Build character. Multiply impact 1

"Do you not know that in a race all the runners run, but only one gets the prize? Run in such a way as to get the prize."

1 Corinthians 9:24

Run to Win

Everyone is running. The question is whether you’re running to finish or running to win. Most people are in the race — they show up, they put in enough effort to keep moving, they avoid the most obvious mistakes, and they cross whatever finish lines present themselves without ever asking whether they’re running at the level the race deserves. Paul looks at that posture and says: not good enough. Not because finishing is worthless, but because the race you’ve been given — your life, your calling, your relationships, your contribution — deserves to be run with the full, disciplined, prize-focused pursuit of someone who actually intends to win. Coasting through what matters is its own kind of loss.

There’s a founder named James who had built a successful software company and somewhere along the way shifted from running to win to running to not lose. The early years had been marked by bold moves, deliberate strategy, and a competitive intensity that drove real growth. But success had quietly replaced urgency with comfort. He was still working hard — but reactively, maintaining what existed rather than pursuing what was possible. His co-founder Ruth named it plainly one afternoon: “We’ve stopped building toward something. We’re just managing what we have.” James recognized it immediately. He was pouring his competitive best into investor updates and operational firefighting, and giving his actual vision whatever was left over. That conversation became the turning point. They committed to running the company the way they had in year one — weekly strategy sessions treated as non-negotiable, quarterly goals set with genuine stretch, decisions made from ambition rather than caution. Two years later James says, “We didn’t save the company — it didn’t need saving. We upgraded it. There’s a difference between a company that survives and one that wins. We decided we wanted to win.”

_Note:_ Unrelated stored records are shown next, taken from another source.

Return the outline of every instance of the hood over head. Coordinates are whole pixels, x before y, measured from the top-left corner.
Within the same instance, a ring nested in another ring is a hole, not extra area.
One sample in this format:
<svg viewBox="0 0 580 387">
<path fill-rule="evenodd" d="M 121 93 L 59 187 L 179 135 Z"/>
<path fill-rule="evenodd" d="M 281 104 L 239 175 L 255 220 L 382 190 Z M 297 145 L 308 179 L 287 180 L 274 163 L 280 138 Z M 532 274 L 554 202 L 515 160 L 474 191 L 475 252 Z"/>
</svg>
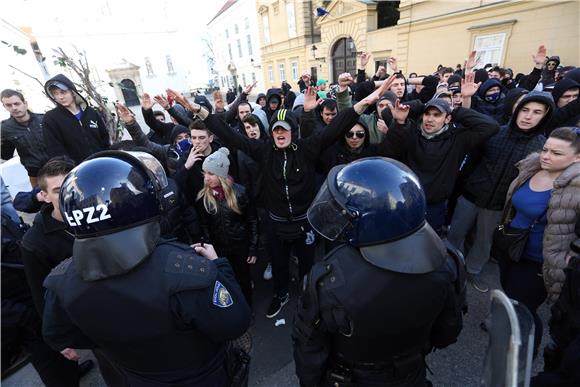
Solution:
<svg viewBox="0 0 580 387">
<path fill-rule="evenodd" d="M 511 129 L 519 130 L 516 125 L 516 119 L 522 107 L 525 106 L 529 102 L 539 102 L 544 104 L 548 107 L 548 112 L 544 116 L 544 118 L 536 125 L 535 128 L 530 129 L 528 132 L 530 133 L 543 133 L 545 130 L 546 123 L 552 118 L 554 114 L 554 110 L 556 108 L 556 104 L 554 104 L 554 98 L 552 98 L 552 94 L 546 91 L 530 91 L 517 105 L 516 110 L 512 116 L 512 119 L 509 123 Z"/>
<path fill-rule="evenodd" d="M 520 98 L 524 94 L 528 94 L 528 90 L 526 90 L 522 87 L 515 87 L 515 88 L 511 89 L 510 91 L 508 91 L 508 93 L 505 96 L 505 99 L 503 100 L 504 114 L 506 116 L 512 115 L 512 110 L 514 108 L 514 104 L 516 103 L 518 98 Z"/>
<path fill-rule="evenodd" d="M 571 79 L 574 82 L 580 83 L 580 67 L 570 70 L 564 75 L 564 78 Z"/>
<path fill-rule="evenodd" d="M 181 134 L 181 133 L 187 133 L 189 134 L 189 128 L 183 126 L 183 125 L 175 125 L 173 127 L 173 129 L 171 130 L 171 144 L 175 143 L 175 138 Z"/>
<path fill-rule="evenodd" d="M 89 104 L 87 100 L 78 92 L 77 88 L 75 87 L 74 83 L 66 77 L 66 75 L 58 74 L 54 77 L 50 78 L 44 84 L 44 92 L 54 102 L 57 106 L 60 106 L 58 102 L 52 97 L 50 93 L 50 89 L 52 87 L 58 87 L 61 90 L 70 90 L 72 91 L 73 95 L 75 96 L 75 101 L 77 105 L 80 106 L 82 110 L 85 110 Z"/>
<path fill-rule="evenodd" d="M 264 98 L 265 99 L 266 98 L 266 94 L 264 94 L 264 93 L 258 94 L 258 96 L 256 97 L 256 103 L 258 103 L 258 101 L 260 100 L 260 98 Z"/>
<path fill-rule="evenodd" d="M 196 95 L 195 98 L 193 99 L 193 101 L 196 104 L 201 105 L 204 108 L 206 108 L 210 113 L 213 112 L 213 106 L 211 106 L 211 103 L 209 102 L 209 100 L 207 99 L 207 97 L 205 95 Z"/>
<path fill-rule="evenodd" d="M 248 116 L 254 117 L 256 119 L 256 122 L 258 123 L 258 128 L 260 128 L 260 140 L 263 140 L 263 139 L 268 138 L 268 132 L 266 132 L 266 128 L 264 127 L 264 123 L 262 122 L 262 119 L 260 118 L 260 116 L 255 114 L 258 110 L 259 109 L 256 109 L 256 111 L 254 113 L 250 113 Z M 240 125 L 240 132 L 242 133 L 242 135 L 248 137 L 248 134 L 246 133 L 246 129 L 244 128 L 243 122 Z"/>
<path fill-rule="evenodd" d="M 501 81 L 499 79 L 491 78 L 483 82 L 483 84 L 479 87 L 479 90 L 477 91 L 477 95 L 479 96 L 479 98 L 485 99 L 485 93 L 494 86 L 499 87 L 499 90 L 501 92 L 502 87 Z"/>
<path fill-rule="evenodd" d="M 282 102 L 282 89 L 279 88 L 272 88 L 268 89 L 266 92 L 266 108 L 268 109 L 268 105 L 272 98 L 278 98 L 278 101 Z"/>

That’s the challenge embedded in Paul’s question — “do you not know?” It assumes the answer is obvious once you’ve actually thought about it. Of course you run to win. Of course you bring your best, most disciplined, most intentional effort to what matters most. And yet the gap between knowing this and actually living it is where most people’s most important races are quietly lost — not through dramatic failure but through the accumulated effect of never running at full stride.

The prize Paul is pointing toward isn’t a trophy on a shelf — it’s the full realization of what the race was designed to produce. In the context of life and calling, winning looks like finishing well — having run with such intentionality, such discipline, such genuine pursuit of what mattered most that the race produced everything it was designed to produce in you and through you.

Questions to Reflect On

  • Where in my life am I running to finish rather than running to win — bringing enough effort to keep moving but not the disciplined pursuit that the race actually deserves?
  • What is the prize in my most important race — my marriage, my parenting, my calling, my faith — and am I running in a way that reflects how much that prize actually matters to me?
  • Where have I been reserving my competitive best for less important races while coasting through the ones that matter most?
  • What would running to win look like practically in the one area of my life where I’ve been most consistently coasting?

Action Steps & Motivation

Identify your most important race and assess your current pace. Name the relationship, the calling, or the contribution that deserves your very best. Then honestly evaluate: are you running to win or running to finish? The gap between your current pace and your best pace is your starting point.

Apply competitive discipline to what matters most. Like James and Ruth, bring to your most important relationships and commitments the same intentionality you apply to the things you’re visibly competing in. Schedule them. Study them. Adjust based on feedback. Run them like they matter — because they do.

Define the prize clearly. You can’t run toward something you haven’t defined. What does winning look like in your marriage, your parenting, your faith, your calling? Articulate it specifically. A runner who doesn’t know where the finish line is cannot run to win.

Train, not just try. The runners Paul describes who compete for the prize train with discipline — they don’t just show up on race day and hope. Identify the specific practices, habits, and investments that constitute genuine training for your most important race. Then do them consistently, not occasionally.

Remember: you are already in the race. The question was never whether you’d participate — it’s how you’ll run. The same distance, the same course, the same finish line — but a completely different experience and outcome depending on whether you run to finish or run to win. You have one race. Run it in such a way as to get the prize.

Prayer For Guidance and Strength

Lord, convict me of the places where I’ve been coasting through what deserves my very best. Show me the races that matter most — and give me the discipline, the intentionality, and the prize-focused pursuit to run them at the level they deserve. Replace my comfortable routine with genuine competitive effort in the arenas that matter most. Help me define the prize clearly, train for it seriously, and run toward it with everything I have. I have one race. Help me run it to win. Amen.